The process so far has been simple: Mitt Romney vs. a parade of anti-Romneys. First, Michelle Bachmann sprang forward, then she fizzled. One of the reasons she fizzled was Rick Perry’s entrance into the race. He was the anti-Romney for a few weeks but he faded rapidly. I’ll be surprised if either of them is viable after the caucuses. Herman Cain grabbed a lot of interest and I was just about to jump on that bandwagon when his campaign imploded under the weight of all the accusations that were leveled against him. Then Newt Gingrich came out of nowhere and sprang to a big lead. But you should see the attack ads from the Paul and Perry campaigns.
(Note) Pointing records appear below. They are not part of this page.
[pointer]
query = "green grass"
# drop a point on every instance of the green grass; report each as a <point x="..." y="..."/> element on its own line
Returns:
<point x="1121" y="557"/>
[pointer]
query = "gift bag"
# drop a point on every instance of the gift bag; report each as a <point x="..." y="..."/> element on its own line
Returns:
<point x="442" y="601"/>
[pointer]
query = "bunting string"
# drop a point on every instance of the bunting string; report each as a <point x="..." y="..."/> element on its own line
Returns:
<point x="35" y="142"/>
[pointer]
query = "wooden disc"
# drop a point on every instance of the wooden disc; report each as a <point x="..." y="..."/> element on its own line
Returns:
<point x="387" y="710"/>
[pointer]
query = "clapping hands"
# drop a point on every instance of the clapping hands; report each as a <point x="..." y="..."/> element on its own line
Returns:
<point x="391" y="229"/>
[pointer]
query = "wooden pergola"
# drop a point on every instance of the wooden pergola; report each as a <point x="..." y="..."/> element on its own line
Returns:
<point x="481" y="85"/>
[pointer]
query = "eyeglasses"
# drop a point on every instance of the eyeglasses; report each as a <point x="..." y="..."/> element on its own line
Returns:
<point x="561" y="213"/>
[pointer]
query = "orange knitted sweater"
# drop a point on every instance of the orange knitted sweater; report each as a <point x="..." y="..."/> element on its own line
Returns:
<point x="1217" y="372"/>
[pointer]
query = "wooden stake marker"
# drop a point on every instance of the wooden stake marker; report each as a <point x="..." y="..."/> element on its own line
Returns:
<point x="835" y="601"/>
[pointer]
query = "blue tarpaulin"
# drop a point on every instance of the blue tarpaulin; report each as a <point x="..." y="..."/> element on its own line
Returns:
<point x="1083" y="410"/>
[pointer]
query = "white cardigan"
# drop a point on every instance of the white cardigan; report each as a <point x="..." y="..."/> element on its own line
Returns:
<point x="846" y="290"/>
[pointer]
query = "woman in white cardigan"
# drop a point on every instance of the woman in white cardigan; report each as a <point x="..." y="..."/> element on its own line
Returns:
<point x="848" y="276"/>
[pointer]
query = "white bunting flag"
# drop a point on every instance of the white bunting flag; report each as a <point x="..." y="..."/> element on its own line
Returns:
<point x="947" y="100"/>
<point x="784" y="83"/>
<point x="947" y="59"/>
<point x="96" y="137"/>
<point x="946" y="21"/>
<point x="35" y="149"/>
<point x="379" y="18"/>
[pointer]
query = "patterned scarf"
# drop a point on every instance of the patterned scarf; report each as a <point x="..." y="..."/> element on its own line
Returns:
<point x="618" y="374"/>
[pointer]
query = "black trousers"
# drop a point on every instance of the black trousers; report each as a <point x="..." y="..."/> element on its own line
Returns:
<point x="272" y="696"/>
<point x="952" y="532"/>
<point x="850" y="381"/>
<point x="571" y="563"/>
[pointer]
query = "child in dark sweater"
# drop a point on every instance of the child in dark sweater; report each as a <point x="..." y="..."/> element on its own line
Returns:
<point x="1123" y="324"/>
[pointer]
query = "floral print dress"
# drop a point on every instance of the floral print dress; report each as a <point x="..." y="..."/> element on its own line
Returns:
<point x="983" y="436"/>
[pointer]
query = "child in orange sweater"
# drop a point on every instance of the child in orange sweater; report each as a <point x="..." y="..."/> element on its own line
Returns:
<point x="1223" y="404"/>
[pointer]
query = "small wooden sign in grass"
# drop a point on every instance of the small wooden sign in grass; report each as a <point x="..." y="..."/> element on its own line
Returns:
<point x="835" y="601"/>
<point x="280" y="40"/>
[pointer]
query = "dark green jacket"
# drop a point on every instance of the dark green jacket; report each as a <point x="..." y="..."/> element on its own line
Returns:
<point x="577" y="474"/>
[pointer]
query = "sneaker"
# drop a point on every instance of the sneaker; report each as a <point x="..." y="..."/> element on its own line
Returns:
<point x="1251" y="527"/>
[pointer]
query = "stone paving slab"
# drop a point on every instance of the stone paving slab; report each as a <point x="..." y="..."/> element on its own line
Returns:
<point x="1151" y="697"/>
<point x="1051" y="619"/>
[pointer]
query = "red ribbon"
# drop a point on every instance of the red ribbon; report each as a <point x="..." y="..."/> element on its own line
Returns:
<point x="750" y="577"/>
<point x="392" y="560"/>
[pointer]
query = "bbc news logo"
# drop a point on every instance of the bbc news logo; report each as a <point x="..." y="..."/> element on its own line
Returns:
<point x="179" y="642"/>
They are eviscerating Gingrich and polls show that the ads are starting to have their effect – I wouldn’t be surprised if the big news next Tuesday is the poor performance of Gingrich. With one week left, there is some talk that perhaps Rick Santorum may be the next anti-Romney – he seems to be getting a little bit of buzz, has worked hard in every one of Iowa’s 99 counties, and has a good organization. He appeals to Iowa’s conservative Christian Republicans. Is it too little, too late for him? A week from tonight we will know. Huntsman mostly skipped Iowa and doesn’t seem to be gaining much traction anywhere.
Ron Paul? He’s Ron Paul. He has a small cadre of passionate (some would say fanatical) support, but he came off kinda nutty in the Sioux City debate, has a foreign policy many Iowans won’t buy into and doesn’t seem to be gaining much traction beyond his supporters. And frankly, his supporters are sometimes so messianic about him that they tend to turn as many people off as they convince. He will probably get 10 or 12% – perhaps a little more.
So, what is an Iowa Republican to do? At this point I’m not sure. Each of the candidates has some appeal and some problems that cause me consternation.
If the caucus was tonight, I would probably support Rick Santorum, but that could change in the next 168 hours. Who knows?
You don’t have to win the Iowa Caucus to become the party nominee. But you need to show well. Most likely, three candidates will be viable coming out of Iowa into New Hampshire. Romney isn’t going anywhere. Gingrich? Maybe, but I’m sensing he’s on the downturn – just a hunch. Perry or Bachmann? Iowa may be their last hurrah. Paul? He’ll get some support, perhaps even a third place. Does Rick Santorum have a chance? Maybe, maybe not.
It’s weird. I’ve been voting in presidential elections since 1976. In every one of those elections, at this point, I had a horse in the race. Sometimes those horses ran well, sometimes they faltered, but I knew which horse was mine! This time, not so much.
It’s a confusing year.
Maybe the end result of it all is to do what David Rogers has suggested so often – do Kingdom work and not put our hope in politics!